Enclosing a porch with screen panels is a simple easy do-it-yourself project.

Do you love sitting on your patio, but are tired of the bugs? Enclosing your patio with ready-made screening might be just the answer. With a screened patio, you expand the area's functions to include a place to eat, sleep, and relax without the worry of bugs and insects and reduce the dirt and debris that come with life outdoors.

Enclosing your patio with screening also enhances the value of your home and gives you a place to entertain. You'll be able to enjoy nature without enduring the heat and insects that go along with it.

It can be very simple to create a screened enclosure. There are many kits available for this very purpose. Only a minor amount of construction will be necessary. Perhaps the most involved part will be constructing a door frame.



One note: You may need a building permit to construct your enclosed porch. Check with city hall and make sure you complete the appropriate paperwork and meet permit requirements.

Your first step is to take measurement and make a list of needed supplies and materials. If you don't have plenty of support beams in place, this will be your first project. Take into consideration the amount of wind and heavy storms your area or region experiences. Redwood timber makes great support beams. Your next step will be to stain or paint your wooden beams. You may also want to paint the underside of the roofing. Next decide if you want the screening to be permanent or removable. There are some neat screens available that attach with velcro for easy removal. There are also options that allow you to roll up your screening when desired.

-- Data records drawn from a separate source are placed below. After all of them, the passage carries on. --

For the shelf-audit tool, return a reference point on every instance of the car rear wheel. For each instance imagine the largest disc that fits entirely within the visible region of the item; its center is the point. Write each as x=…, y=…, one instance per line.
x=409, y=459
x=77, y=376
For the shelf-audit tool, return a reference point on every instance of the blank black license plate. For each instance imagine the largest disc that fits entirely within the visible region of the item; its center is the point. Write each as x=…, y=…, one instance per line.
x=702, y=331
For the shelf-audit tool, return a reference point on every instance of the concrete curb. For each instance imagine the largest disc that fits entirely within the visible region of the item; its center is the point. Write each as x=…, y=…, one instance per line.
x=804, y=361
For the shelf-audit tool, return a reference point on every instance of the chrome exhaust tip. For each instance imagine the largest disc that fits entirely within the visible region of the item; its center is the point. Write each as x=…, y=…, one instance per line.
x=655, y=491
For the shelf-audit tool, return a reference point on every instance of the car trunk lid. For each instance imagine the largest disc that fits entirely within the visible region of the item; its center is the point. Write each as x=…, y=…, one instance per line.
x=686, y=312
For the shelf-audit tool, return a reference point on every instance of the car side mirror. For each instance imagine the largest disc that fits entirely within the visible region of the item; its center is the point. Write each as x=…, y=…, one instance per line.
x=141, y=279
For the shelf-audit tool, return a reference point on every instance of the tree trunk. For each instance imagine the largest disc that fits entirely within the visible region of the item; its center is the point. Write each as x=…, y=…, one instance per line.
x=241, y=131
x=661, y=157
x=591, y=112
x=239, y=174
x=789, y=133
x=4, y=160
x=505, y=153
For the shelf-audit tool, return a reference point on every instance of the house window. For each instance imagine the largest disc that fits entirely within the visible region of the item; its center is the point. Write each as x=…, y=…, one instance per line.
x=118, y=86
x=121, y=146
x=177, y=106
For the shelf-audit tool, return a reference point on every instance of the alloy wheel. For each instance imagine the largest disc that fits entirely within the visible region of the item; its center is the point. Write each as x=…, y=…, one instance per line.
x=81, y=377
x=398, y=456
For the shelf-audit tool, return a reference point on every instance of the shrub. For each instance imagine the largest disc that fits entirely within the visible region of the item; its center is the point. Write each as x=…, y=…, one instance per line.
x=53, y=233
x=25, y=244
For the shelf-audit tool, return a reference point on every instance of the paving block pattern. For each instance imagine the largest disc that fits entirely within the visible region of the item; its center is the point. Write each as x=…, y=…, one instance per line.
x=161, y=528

These instructions assume that you already have a patio floor and roof in place. If you decide on permanent screening, you can buy or make large wooden or aluminum framed screen panels for easy installation. Screening is a simple process but requires a few specialized tools and you may have to practice a bit to get the knack of creating a tight screen. Note that aluminum usually requires professional installation while wood may be the costlier option as far as materials go. You can even buy ready made screen door panels and attach side by side, installing one or two with hinges and handles for an entry way.

You will attach the screen panels to your support beams with wood screws. You can easily complete this project within a day. To further enhance your screened-in porch, you may want to consider painting the ceiling a light blue or gray color and installing one or two paddle fans. Extending electrical wiring onto your porch is also a simple task and one or two electrical outlets might come in handy also.

Another note: Your roofing should extend 15 to 20 inches beyond the screening in order to avoid getting rain on your porch.

If you do not already have a patio structure suitable for building a screened porch, you may want to consider creating a simple screened gazebo in your garden.